TYL Vol 2: Happiness and Clarity

Sunday, August 5, 2018

Thank you, Spotify for making such playlist. Hihi
Whether it's just a playlist of my fave boy band or a simple cup of coffee jelly, they can somehow give me some sort of happiness. For a moment, I could forget the things that take over my head. 

_____

I sometimes liked it when a situation can prove my earlier thoughts wrong and when it gave me some realizations I could apply in my life. Like what happened earlier. I was feeling soooo lazy the whole day that I thought of backing out last minute in a planned gala with my friends that afternoon. Pinag-isipan ko kung sisimulan ko na lang ba yung Episode 11 ng Life on Mars or hindi e. But then, I thought otherwise kahit nagsusumigaw talaga na yung inner self ko na wag nang tumuloy. And I can say na worth it naman ang pagsuko ko ng isang episode ng Life on Mars at least kahit papano, nailabas ko ung ibang frustrations ko in life and some untold stories na gusto kong ishare sa mga kaibigan ko. Though naubos ung reserba kong social skills energy ko. Being an introvert has its downside din talaga hehe. After talking with them, for some reason, parang nabunutan ako ng tinik. I feel lighter and nawala yung gumugulo sa isip ko. Maybe because of what Aby said to me and me realize so many things.

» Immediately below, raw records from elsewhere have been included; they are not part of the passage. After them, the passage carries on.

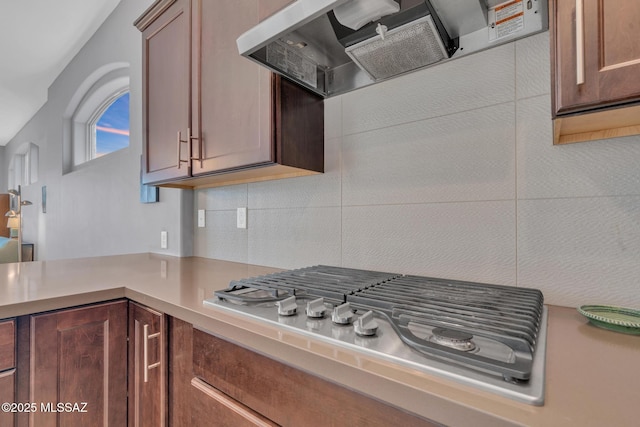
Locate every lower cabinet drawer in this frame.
[190,378,277,427]
[0,319,16,371]
[192,328,434,427]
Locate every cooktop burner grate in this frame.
[215,266,544,381]
[221,265,399,303]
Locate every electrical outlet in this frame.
[237,208,247,228]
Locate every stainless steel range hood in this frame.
[237,0,548,98]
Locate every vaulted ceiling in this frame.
[0,0,121,145]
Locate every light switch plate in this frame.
[237,208,247,228]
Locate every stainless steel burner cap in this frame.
[430,328,476,351]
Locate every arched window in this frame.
[63,63,129,173]
[87,91,129,159]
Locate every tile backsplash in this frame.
[194,33,640,306]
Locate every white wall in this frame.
[194,32,640,306]
[3,0,193,260]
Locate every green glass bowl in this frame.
[578,305,640,335]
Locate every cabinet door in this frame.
[0,319,16,426]
[29,301,127,427]
[192,0,273,176]
[129,302,167,427]
[551,0,640,114]
[142,0,191,183]
[0,319,16,372]
[0,369,15,427]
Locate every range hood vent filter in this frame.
[345,15,449,81]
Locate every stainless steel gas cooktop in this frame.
[204,266,547,405]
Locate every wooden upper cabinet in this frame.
[550,0,640,143]
[135,0,324,188]
[193,0,273,175]
[142,0,191,182]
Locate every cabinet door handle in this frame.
[178,128,191,169]
[188,129,203,168]
[576,0,584,85]
[142,325,161,383]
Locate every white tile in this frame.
[324,96,342,141]
[342,43,515,135]
[248,138,342,209]
[342,103,516,206]
[196,184,247,211]
[248,207,341,268]
[342,201,516,285]
[194,210,248,263]
[515,31,551,99]
[516,95,640,199]
[518,196,640,307]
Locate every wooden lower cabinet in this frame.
[0,319,17,427]
[0,369,17,427]
[169,319,434,427]
[28,300,128,427]
[128,302,167,427]
[189,378,277,427]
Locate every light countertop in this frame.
[0,254,640,427]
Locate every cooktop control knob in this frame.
[307,298,327,319]
[353,310,378,337]
[276,296,298,316]
[331,302,355,325]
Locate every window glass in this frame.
[91,92,129,158]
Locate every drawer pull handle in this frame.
[142,325,160,383]
[576,0,584,85]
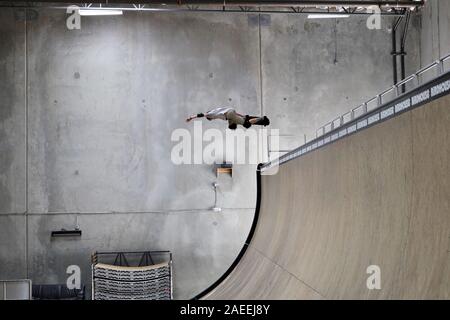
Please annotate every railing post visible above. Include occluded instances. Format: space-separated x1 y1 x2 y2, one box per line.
363 102 367 114
437 60 444 76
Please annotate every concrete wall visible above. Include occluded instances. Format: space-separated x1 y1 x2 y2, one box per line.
420 0 450 67
0 5 432 298
261 15 420 150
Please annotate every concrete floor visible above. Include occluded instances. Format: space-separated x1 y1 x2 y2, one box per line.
0 1 446 298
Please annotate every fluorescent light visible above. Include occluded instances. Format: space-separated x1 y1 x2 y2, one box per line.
308 13 350 19
78 9 123 16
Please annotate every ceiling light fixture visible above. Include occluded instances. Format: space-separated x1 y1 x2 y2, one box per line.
78 9 123 17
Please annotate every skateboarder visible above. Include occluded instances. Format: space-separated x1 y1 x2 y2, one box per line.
186 108 270 130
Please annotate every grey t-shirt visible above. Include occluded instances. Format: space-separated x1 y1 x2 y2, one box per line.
205 108 245 125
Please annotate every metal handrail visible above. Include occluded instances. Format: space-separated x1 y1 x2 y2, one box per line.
316 54 450 141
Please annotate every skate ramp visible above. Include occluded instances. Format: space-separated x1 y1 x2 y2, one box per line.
198 75 450 300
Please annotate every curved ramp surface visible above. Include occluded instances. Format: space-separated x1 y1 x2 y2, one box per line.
203 89 450 299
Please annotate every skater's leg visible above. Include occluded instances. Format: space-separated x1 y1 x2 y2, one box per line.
249 116 270 126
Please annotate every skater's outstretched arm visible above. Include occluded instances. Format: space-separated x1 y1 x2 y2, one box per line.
186 113 205 122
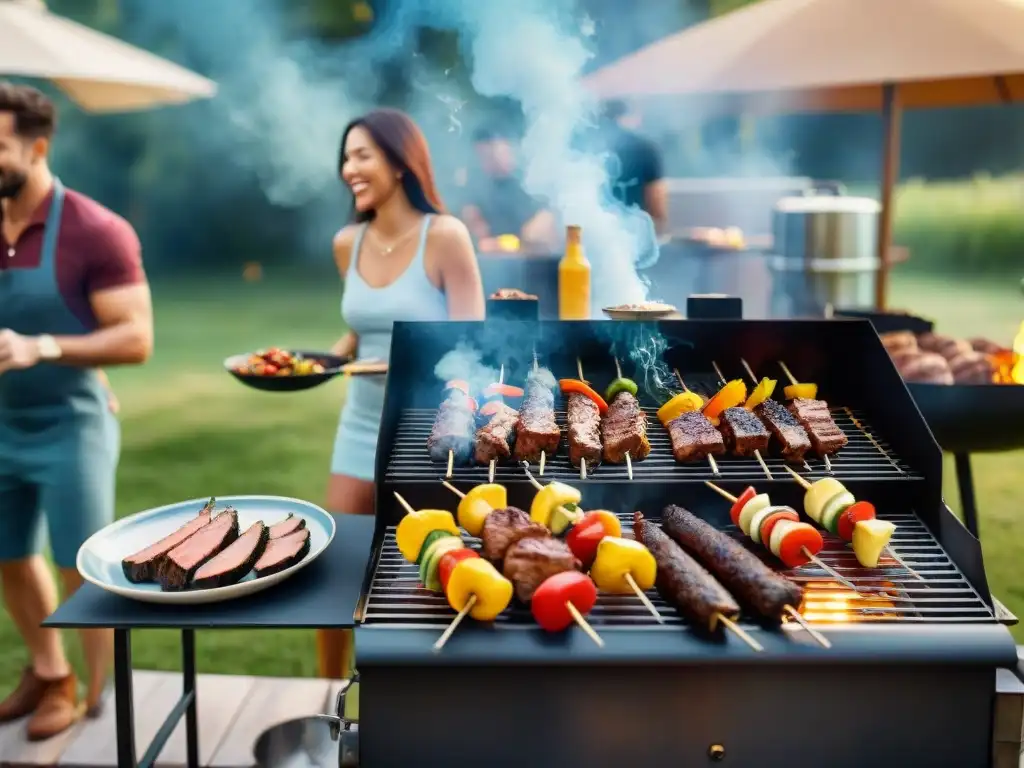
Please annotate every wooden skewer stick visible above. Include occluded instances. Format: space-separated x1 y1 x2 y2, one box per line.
394 490 416 515
434 595 476 652
626 573 665 624
705 481 858 592
672 368 722 477
712 613 764 653
565 600 604 648
441 480 466 499
782 605 831 648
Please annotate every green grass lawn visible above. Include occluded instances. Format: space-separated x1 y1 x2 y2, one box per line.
0 268 1024 688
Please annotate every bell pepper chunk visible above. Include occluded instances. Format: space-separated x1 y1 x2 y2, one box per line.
657 391 703 424
529 570 597 632
590 537 657 595
558 379 608 414
743 379 778 411
456 482 509 536
604 378 640 402
782 383 818 400
565 520 608 568
445 557 513 622
703 379 746 426
394 509 459 562
529 482 583 527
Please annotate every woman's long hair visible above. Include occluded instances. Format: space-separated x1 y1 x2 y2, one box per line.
338 109 444 222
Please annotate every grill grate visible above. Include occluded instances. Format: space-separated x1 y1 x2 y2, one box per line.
362 512 996 631
385 408 920 483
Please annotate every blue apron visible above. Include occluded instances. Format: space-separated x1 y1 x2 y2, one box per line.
0 179 120 567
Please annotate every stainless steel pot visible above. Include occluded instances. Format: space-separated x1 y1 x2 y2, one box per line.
769 184 882 313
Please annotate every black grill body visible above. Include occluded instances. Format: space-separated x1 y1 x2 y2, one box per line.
356 321 1016 768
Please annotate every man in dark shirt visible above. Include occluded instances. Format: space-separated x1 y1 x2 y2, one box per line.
462 129 556 251
0 81 153 739
598 101 669 233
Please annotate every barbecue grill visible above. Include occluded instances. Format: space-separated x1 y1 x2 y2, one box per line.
337 319 1017 768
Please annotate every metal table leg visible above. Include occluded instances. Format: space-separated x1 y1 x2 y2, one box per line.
114 630 200 768
953 454 981 540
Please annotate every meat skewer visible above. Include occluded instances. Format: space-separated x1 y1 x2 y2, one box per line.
427 381 476 477
711 360 774 480
657 369 725 476
515 355 561 475
778 360 849 474
662 506 831 648
739 357 811 471
633 512 764 652
705 480 858 592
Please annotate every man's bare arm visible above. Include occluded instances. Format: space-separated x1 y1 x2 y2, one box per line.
56 283 153 368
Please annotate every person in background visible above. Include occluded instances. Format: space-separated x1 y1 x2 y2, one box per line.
317 110 484 678
461 129 558 252
598 100 669 234
0 82 153 739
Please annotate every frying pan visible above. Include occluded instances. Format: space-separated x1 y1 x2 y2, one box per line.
836 309 1024 454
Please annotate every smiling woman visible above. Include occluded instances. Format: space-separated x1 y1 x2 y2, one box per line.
318 110 484 677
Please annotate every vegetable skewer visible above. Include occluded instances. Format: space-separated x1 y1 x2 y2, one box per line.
705 481 857 592
786 467 927 582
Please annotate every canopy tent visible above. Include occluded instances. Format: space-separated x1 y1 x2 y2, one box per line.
0 0 217 113
585 0 1024 307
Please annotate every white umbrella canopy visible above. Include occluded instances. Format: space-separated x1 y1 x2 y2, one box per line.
585 0 1024 308
0 0 217 113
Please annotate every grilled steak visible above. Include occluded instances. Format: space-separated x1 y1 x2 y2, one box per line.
754 399 811 464
503 537 580 603
253 528 309 579
270 512 306 539
565 393 601 467
662 506 804 622
157 509 239 592
121 499 215 584
476 402 519 464
633 512 739 632
193 522 270 589
719 408 771 456
601 392 650 464
668 411 725 462
515 369 562 462
790 397 848 456
480 507 551 564
427 390 476 464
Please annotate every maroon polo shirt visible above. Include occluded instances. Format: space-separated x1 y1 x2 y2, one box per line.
0 189 145 330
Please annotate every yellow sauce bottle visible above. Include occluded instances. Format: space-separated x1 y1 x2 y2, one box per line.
558 226 590 319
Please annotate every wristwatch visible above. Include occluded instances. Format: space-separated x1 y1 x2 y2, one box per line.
36 334 63 360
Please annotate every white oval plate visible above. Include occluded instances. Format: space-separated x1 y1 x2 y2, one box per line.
76 496 335 605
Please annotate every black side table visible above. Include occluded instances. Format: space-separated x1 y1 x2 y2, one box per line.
43 515 374 768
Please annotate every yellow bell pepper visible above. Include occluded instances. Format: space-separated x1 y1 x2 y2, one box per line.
457 482 509 536
782 384 818 400
529 482 583 526
447 557 512 622
590 537 657 595
394 509 459 562
703 379 746 427
657 391 703 424
743 379 778 411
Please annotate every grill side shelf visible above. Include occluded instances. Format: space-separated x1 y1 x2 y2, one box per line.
361 512 997 632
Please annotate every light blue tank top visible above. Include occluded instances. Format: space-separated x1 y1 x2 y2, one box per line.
338 214 447 466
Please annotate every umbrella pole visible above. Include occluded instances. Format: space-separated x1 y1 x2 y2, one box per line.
874 83 903 310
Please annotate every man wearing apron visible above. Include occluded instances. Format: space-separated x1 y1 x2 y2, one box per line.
0 81 153 739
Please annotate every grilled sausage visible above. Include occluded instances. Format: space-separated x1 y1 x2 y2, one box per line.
633 512 739 632
662 506 804 621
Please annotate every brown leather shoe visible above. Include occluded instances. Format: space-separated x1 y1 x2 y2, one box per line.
26 675 85 741
0 667 46 723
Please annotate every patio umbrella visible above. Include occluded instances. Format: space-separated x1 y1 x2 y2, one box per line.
586 0 1024 307
0 0 217 112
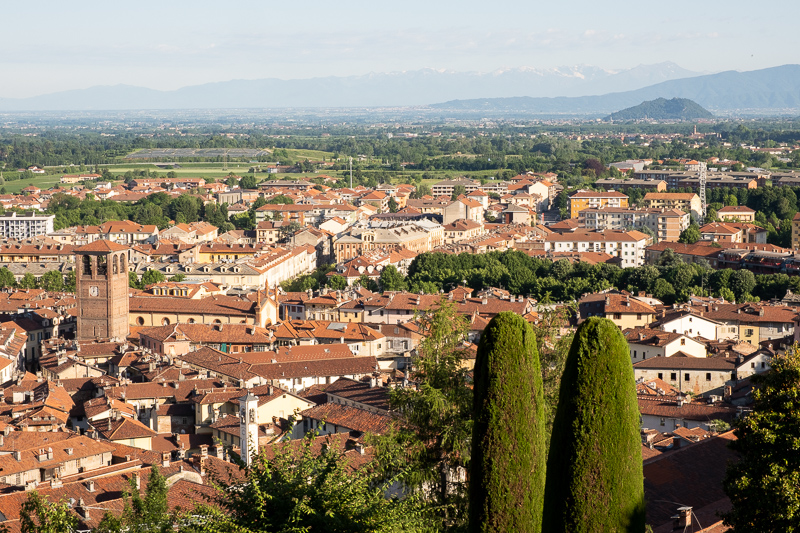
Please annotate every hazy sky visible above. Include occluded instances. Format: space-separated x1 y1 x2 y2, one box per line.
0 0 800 97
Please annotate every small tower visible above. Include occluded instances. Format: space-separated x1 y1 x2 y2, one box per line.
75 240 128 341
239 391 258 466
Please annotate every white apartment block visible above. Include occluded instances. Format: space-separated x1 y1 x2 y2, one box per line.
0 211 56 239
544 231 652 268
580 207 692 241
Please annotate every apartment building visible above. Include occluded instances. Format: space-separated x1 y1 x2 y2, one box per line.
579 207 692 242
0 211 56 239
644 192 703 220
569 191 628 218
544 230 653 268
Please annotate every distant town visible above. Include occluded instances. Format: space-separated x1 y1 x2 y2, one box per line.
0 116 800 532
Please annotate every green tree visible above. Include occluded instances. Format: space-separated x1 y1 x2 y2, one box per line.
182 432 432 533
96 465 176 533
728 270 756 302
376 298 472 526
19 491 78 533
239 175 258 189
41 270 64 292
723 344 800 533
380 265 408 291
678 224 700 244
469 312 547 533
411 183 433 198
18 272 39 289
142 269 166 287
542 317 645 533
328 275 347 291
0 267 17 289
719 287 736 303
358 274 380 292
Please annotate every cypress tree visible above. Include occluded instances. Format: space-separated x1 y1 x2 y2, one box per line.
469 312 547 533
542 317 645 533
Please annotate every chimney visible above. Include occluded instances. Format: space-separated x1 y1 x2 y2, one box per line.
671 507 692 531
76 498 94 521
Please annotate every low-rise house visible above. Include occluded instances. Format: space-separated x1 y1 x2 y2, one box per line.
292 403 392 439
0 433 114 489
633 356 737 396
622 328 707 363
578 292 656 329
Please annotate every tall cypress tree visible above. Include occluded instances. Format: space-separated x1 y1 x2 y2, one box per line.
542 317 645 533
469 312 547 533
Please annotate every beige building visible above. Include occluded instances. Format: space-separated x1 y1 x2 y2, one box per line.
623 328 707 363
578 292 656 329
569 191 628 218
717 205 756 222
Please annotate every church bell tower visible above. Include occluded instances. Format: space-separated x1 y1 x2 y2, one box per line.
75 240 129 341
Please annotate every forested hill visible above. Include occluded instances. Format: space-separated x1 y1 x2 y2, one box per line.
606 98 714 120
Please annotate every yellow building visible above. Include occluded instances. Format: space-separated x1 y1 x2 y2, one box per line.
569 191 628 218
644 192 703 220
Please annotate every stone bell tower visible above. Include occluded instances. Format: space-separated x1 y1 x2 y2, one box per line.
75 240 128 341
239 391 258 466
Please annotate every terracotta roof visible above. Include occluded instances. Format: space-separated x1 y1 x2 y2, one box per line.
75 239 128 254
89 416 156 440
300 403 392 434
324 378 389 411
644 431 737 531
638 396 737 422
633 358 736 372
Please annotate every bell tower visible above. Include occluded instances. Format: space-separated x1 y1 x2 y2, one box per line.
75 240 128 341
239 390 258 466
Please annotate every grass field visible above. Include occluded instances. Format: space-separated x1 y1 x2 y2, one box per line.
3 158 498 194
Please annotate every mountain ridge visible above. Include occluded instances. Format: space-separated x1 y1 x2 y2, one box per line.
0 62 698 111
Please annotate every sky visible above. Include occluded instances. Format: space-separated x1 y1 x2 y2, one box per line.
0 0 800 98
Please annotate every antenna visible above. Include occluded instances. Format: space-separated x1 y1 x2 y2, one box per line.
699 161 707 220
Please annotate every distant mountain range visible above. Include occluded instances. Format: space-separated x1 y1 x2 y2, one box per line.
0 63 800 117
431 65 800 115
606 98 714 121
0 63 699 111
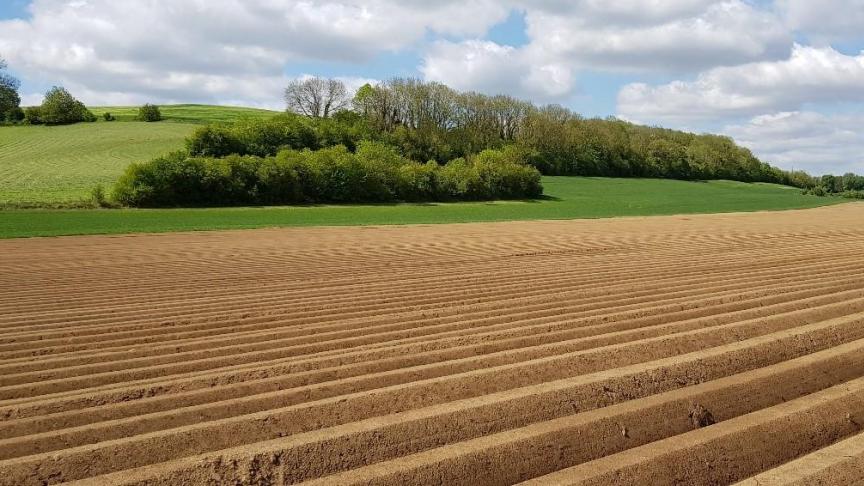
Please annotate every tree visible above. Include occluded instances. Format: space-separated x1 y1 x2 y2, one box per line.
285 77 351 118
138 103 162 122
0 58 21 121
39 86 96 125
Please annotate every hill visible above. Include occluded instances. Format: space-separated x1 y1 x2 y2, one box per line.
90 105 279 124
0 105 278 207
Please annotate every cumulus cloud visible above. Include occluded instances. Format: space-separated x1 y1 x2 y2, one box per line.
777 0 864 43
0 0 509 105
724 111 864 174
421 0 792 101
420 40 573 101
526 0 792 72
618 45 864 123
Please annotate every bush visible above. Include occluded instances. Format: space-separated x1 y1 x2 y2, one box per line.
136 103 162 122
186 113 370 157
5 106 24 123
113 142 542 207
38 86 96 125
24 106 42 125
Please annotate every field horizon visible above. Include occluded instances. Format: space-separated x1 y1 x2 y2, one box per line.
0 176 854 238
0 204 864 486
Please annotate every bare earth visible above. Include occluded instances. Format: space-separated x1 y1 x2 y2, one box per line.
0 204 864 486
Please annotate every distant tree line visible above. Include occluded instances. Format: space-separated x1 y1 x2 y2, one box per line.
286 78 856 189
0 58 162 125
113 141 543 207
0 57 24 123
805 172 864 199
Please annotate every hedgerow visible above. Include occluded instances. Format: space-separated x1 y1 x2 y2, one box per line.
113 142 542 207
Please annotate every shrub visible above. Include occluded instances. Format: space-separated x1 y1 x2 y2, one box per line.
186 114 319 157
5 106 24 123
186 125 244 157
39 86 96 125
136 103 162 122
113 142 542 207
24 106 42 125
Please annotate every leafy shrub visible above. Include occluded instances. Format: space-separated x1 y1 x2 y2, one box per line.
186 112 371 157
113 142 542 207
24 106 42 125
186 125 245 157
4 106 24 123
39 86 96 125
136 103 162 122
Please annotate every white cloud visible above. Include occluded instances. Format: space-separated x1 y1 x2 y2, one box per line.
0 0 509 105
618 45 864 124
526 0 792 72
420 0 792 101
724 111 864 174
420 41 573 101
777 0 864 43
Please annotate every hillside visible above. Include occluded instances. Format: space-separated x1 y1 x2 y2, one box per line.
0 177 842 238
90 105 279 124
0 105 277 207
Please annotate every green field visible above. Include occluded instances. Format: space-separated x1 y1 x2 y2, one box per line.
0 177 843 238
90 105 279 124
0 105 840 238
0 105 277 207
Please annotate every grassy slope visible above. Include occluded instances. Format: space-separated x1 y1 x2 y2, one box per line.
90 105 278 124
0 105 276 207
0 177 841 238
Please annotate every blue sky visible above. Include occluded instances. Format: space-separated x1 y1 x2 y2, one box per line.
0 0 864 173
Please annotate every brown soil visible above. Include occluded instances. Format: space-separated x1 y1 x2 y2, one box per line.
0 204 864 485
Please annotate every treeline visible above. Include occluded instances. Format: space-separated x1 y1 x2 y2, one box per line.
113 142 543 207
804 172 864 199
354 79 803 187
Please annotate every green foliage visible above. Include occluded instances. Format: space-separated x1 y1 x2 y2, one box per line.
113 142 542 207
0 58 23 122
186 112 370 157
137 103 162 122
0 178 842 238
0 120 196 207
90 105 281 125
37 86 96 125
24 106 42 125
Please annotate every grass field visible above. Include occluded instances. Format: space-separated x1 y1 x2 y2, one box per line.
0 177 842 238
0 105 838 238
90 105 279 124
0 122 195 206
0 105 277 207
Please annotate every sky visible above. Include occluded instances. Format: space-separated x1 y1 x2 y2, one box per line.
0 0 864 174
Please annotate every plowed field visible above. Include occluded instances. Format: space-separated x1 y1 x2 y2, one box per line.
0 204 864 486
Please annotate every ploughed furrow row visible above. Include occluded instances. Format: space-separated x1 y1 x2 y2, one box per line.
0 204 864 486
0 258 864 380
0 249 860 351
738 432 864 486
0 234 858 334
0 280 860 424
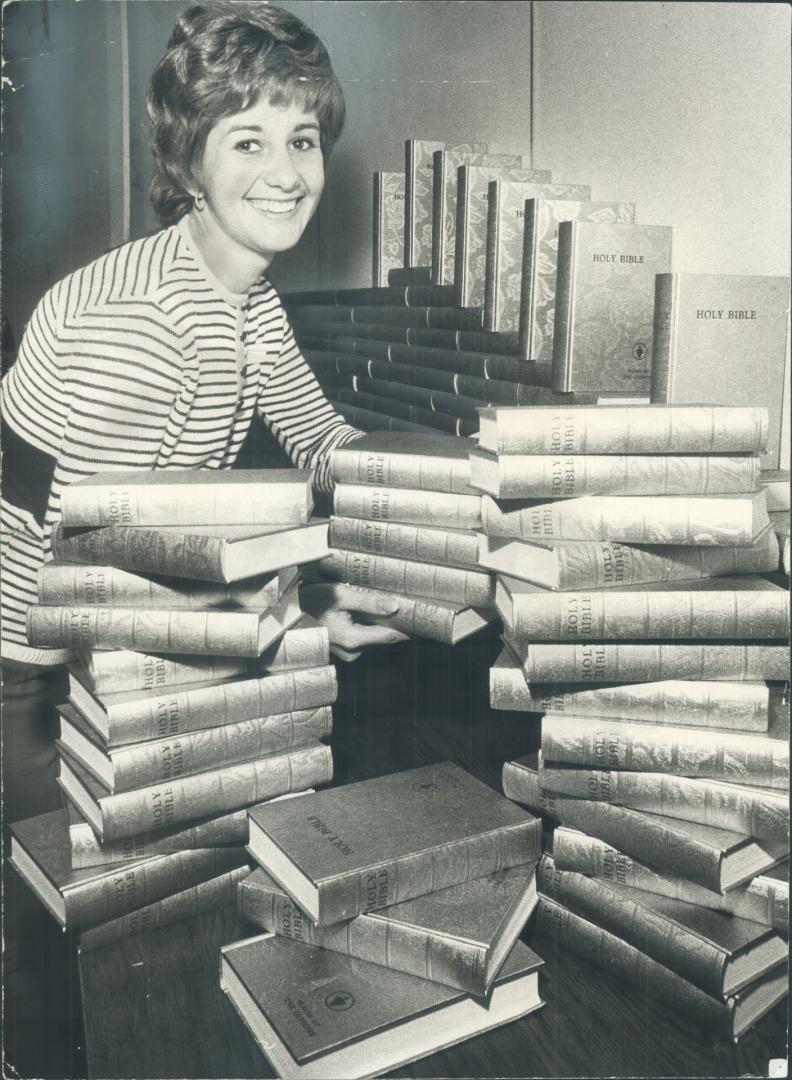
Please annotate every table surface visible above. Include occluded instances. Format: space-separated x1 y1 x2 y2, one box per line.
74 631 787 1080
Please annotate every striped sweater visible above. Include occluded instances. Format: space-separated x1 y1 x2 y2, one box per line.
0 218 361 663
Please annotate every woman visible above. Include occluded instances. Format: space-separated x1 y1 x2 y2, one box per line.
2 2 403 820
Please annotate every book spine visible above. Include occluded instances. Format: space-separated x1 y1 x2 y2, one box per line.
319 551 495 607
539 766 789 842
502 761 722 892
39 563 280 610
332 444 476 496
330 517 479 570
69 810 249 870
52 524 224 581
509 589 789 642
237 872 486 995
110 705 333 792
102 745 333 840
488 454 760 499
80 863 250 953
27 604 260 657
520 639 789 683
536 855 726 997
333 484 481 529
553 828 789 936
541 714 789 788
317 819 541 927
481 495 767 548
107 664 338 745
64 848 246 931
537 896 731 1036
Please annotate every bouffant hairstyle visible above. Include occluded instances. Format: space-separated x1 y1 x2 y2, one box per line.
148 0 345 225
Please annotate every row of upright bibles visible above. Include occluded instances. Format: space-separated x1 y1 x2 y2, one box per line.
10 470 336 948
471 406 789 1038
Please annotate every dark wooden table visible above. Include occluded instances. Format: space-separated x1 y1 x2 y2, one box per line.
74 631 787 1080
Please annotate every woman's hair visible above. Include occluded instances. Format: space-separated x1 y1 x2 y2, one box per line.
148 0 345 225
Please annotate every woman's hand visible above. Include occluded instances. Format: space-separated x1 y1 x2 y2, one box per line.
299 581 408 660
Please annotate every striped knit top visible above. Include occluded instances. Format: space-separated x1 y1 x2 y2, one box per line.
0 218 362 663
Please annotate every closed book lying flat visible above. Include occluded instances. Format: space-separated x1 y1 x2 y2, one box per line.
61 469 313 527
79 615 330 694
552 826 789 937
9 810 247 931
58 705 333 795
470 450 760 499
69 664 338 746
331 432 475 495
80 863 251 953
238 863 536 996
479 526 778 592
52 518 327 583
250 761 541 926
537 896 789 1040
495 576 789 642
536 854 787 998
220 934 542 1080
58 743 333 841
502 755 789 892
479 405 769 455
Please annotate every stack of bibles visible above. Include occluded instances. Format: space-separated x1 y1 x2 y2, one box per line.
220 762 541 1078
12 470 337 945
319 432 496 645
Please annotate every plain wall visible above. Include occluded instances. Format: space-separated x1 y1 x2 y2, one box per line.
534 0 790 275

[Non verbatim] "Yung kailangan mo magfocus sa mga taong nandyan sa tabi mo lagi kesa sa mga taong wala naman.", Aby said and it was so enlightening for some reason. Maybe because that helped me answer my earlier question which I wrote in my journal, Am I doing the right thing?. And it somehow ties-in in a verse I read just minutes ago in Our Daily Journey "Whatever is good and perfect is a gift coming down to us from God, our Father (James 1:12-18)"

Our Daily Journey. :)


When I first read the verse, I didn't understand it, even the explanation written along it. I even stopped reading and just did my nightly routine. Then as I was writing the second paragraph of this post and recalling the things that happened today, I just remembered that verse and woah, realization (again) hit me. The funny part was, the verse was intended for August 4 and not today but yeah. Haha.

And so, today is a gift from Him that gave me such happiness even in small things and clarity on my clouded mind.

TYL Vol. 1: For July..

Sunday, July 29, 2018

The National Shrine of the Divine Mercy (Taken with Huji Camera App)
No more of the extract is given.